Vietnamese spicy fish



  • Serves: 4 People
  • Prepare Time: -
  • Cooking Time: 60
  • Calories: -
  • Difficulty: Medium

The fish prepared in this way turns out to be incredibly tasty and aromatic. Your task is simple: don't overdry it in the oven!

Ingredients

Directions

  1. Gut the fish, remove the gills. Scale, rinse under cold water and pat dry inside and out with paper towels. Make 2 shallow diagonal cuts on the sides of the fish.
  2. For lemongrass, remove the top of the stem, leaving about 8cm of the bottom. Remove dry outer leaves.
  3. Use a cleaver or pestle to smash the stems of the lemongrass with a strong blow. Chop 2 stems very finely and place in a mortar.
  4. Peel the garlic, chop the chili very finely. Place the chili and garlic in the mortar over the lemongrass. Add sugar and crush into a coarse paste.
  5. Mix the contents of the mortar with the fish sauce and 3-4 tbsp. l. oils. Spread this marinade on all sides of the fish, rubbing it into the cuts.
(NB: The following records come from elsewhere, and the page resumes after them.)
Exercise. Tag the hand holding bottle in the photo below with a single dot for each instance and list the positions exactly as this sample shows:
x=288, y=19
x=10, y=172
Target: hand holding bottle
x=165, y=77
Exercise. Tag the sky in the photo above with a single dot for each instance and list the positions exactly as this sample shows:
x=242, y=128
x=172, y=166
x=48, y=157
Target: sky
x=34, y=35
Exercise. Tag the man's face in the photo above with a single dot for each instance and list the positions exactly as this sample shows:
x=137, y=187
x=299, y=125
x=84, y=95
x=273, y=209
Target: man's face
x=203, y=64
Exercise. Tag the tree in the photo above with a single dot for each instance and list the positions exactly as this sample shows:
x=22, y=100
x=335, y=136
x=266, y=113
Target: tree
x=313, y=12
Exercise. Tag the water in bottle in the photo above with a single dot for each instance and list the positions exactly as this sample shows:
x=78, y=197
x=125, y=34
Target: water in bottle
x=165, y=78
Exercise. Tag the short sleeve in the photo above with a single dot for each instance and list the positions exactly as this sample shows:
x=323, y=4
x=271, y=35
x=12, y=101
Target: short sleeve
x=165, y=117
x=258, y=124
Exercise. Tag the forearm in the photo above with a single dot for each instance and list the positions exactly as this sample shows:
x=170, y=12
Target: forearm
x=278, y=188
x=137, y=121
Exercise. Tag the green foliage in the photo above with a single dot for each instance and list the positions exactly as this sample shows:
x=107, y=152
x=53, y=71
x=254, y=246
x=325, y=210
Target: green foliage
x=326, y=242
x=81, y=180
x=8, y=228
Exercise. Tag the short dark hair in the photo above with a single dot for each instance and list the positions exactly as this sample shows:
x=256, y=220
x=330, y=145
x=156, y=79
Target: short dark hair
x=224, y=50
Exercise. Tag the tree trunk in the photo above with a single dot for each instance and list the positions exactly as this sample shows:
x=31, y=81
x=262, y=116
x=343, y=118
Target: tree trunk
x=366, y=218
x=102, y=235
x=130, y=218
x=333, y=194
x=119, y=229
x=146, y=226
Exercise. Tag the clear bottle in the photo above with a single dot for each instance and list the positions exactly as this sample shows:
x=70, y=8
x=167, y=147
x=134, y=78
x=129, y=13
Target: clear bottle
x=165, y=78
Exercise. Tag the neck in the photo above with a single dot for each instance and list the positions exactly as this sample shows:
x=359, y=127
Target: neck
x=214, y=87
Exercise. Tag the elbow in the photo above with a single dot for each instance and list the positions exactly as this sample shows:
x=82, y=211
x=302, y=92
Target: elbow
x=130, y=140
Place the remaining lemongrass stalks inside the carcasses. Leave the fish to marinate for 20 minutes.
  6. Preheat the oven (preferably with a grill) to 200 ° C. Grease the wire rack with vegetable oil, place in a baking sheet. Place the fish on the wire rack and bake for 12 minutes. Let stand for 5 minutes before serving.